Methyl doubly deuterated acetaldehyde consists of two different conformers, the in-plane conformer and the doubly degenerate out-of-plane conformer, which is about 14.49 cm^–1 or 20.85 K lower in energy than the former. The barrier to tunneling between the two equivalent out-of-plane conformations is sufficiently low to facilitate tunneling, thus lifting the degeneracy upon rotation. Rotation-tunneling interaction is strong between the two out-of-plane conformations, essentially negligible between these and the in-plane conformer.
This documentation is largely based on the one provided in
(1) J. Ferrer Asensio, S. Spezzano, L. H. Coudert, V. Lattanzi, C. P. Endres, J. K. Jørgensen, and P. Caselli, 2023, Astron. Astrophys. 670, Art. No. A177.

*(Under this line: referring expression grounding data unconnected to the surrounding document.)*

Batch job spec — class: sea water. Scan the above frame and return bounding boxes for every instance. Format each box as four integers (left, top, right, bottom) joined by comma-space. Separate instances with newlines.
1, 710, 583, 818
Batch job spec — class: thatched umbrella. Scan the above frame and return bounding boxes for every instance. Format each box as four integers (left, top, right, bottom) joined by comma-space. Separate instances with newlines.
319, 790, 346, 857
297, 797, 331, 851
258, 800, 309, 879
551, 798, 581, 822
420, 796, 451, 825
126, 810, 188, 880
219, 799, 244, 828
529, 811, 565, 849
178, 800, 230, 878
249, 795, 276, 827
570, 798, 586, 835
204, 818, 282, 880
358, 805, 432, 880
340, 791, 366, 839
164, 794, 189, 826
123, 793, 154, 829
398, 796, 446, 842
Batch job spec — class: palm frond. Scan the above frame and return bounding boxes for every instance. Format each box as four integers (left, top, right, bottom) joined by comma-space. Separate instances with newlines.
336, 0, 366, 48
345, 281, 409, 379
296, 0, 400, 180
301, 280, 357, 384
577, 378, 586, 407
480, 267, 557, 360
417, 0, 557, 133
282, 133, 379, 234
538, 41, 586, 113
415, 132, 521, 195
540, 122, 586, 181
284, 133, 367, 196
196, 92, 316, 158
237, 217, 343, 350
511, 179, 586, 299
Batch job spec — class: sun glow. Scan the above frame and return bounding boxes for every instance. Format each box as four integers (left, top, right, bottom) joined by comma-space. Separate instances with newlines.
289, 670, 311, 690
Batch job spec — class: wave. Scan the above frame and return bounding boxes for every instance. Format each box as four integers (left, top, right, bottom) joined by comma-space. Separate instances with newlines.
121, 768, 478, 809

By far the most data are from this work. Additional data below 40 GHz were taken from
(2) P. H. Turner and A. P. Cox, 1976, Chem. Phys. Lett. 42, 84;
and from
(3) P. H. Turner, A. P. Cox, and J. A. Hardy, 1981, J. Chem. Soc. Faraday Trans. 2 77, 1217;
for the in-plane and out-of-plane conformers, respectively.
Please note that the lowest frequency is 20 GHz ! Calculations with uncertainties larger than 0.2 MHz should be viewed with caution.

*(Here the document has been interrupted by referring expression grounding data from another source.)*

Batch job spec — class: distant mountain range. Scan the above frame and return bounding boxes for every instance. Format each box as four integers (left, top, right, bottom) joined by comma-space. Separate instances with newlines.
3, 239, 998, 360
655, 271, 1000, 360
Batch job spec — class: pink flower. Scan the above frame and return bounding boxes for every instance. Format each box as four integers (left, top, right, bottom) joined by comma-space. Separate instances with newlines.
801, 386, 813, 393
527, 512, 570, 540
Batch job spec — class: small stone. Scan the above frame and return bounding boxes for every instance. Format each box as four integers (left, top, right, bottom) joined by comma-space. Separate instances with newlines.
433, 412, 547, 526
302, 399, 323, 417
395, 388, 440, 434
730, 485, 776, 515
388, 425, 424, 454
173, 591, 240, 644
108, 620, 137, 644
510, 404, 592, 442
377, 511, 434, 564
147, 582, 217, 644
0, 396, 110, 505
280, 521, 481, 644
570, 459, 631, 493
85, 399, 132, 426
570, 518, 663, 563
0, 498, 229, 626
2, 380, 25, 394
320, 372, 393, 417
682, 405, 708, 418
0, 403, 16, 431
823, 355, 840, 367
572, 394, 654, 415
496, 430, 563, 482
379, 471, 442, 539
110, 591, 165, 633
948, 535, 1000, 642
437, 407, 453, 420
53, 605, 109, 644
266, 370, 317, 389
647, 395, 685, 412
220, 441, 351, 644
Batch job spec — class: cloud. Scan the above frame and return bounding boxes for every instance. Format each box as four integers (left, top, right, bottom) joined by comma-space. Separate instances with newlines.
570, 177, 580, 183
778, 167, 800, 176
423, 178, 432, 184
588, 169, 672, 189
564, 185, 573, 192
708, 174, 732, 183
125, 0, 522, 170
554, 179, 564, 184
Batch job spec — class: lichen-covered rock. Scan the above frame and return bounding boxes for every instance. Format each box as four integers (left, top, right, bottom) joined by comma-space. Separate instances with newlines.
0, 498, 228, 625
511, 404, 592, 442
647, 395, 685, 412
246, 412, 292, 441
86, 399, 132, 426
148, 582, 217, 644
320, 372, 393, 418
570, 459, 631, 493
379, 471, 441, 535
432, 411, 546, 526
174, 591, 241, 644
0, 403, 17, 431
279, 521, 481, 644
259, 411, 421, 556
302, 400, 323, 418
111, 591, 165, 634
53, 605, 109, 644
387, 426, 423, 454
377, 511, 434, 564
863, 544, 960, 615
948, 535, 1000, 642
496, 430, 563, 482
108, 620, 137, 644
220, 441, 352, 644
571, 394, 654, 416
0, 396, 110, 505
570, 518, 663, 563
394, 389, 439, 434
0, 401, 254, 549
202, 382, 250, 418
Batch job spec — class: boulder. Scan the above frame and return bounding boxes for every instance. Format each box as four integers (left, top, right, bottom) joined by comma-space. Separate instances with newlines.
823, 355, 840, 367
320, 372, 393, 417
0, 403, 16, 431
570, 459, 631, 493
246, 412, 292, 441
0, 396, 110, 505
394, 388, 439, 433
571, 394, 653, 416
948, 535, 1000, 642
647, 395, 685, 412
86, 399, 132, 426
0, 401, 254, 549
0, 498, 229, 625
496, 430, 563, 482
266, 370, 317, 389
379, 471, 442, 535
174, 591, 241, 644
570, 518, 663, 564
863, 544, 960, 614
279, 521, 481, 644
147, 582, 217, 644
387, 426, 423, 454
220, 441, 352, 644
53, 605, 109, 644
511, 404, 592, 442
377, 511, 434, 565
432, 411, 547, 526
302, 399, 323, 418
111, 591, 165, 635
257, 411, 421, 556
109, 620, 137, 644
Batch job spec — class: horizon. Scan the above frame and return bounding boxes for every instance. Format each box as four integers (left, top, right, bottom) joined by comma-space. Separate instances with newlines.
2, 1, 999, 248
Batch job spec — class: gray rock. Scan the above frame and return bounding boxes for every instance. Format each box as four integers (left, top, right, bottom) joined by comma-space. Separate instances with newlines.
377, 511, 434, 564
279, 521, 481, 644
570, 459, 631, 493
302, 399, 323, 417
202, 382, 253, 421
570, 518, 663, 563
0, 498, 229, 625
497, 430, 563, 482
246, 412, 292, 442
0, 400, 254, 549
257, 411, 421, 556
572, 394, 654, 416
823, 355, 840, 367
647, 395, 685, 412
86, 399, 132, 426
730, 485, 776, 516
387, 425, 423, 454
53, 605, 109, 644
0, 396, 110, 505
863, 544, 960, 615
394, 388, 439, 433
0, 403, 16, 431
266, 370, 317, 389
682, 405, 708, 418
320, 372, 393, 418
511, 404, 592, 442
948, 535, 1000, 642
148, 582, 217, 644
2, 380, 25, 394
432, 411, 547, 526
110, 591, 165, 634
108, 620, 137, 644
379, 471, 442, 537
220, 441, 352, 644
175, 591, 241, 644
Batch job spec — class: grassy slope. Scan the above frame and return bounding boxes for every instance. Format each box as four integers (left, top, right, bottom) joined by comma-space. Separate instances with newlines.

The vibrational identifier 2 refers to the in-plane conformer and 0 and 1 to the symmetric (+) and antisymmetric (–) tunneling states, respectively, of the out-of-plane conformer.
The partition function includes approximate contributions from the lowest torsional mode and from the lowest small amplitude vibration. The partition function should thus be fairly well converged up to about 100 K or slightly higher.
The dipole moment components were derived from those of the main isotopic species.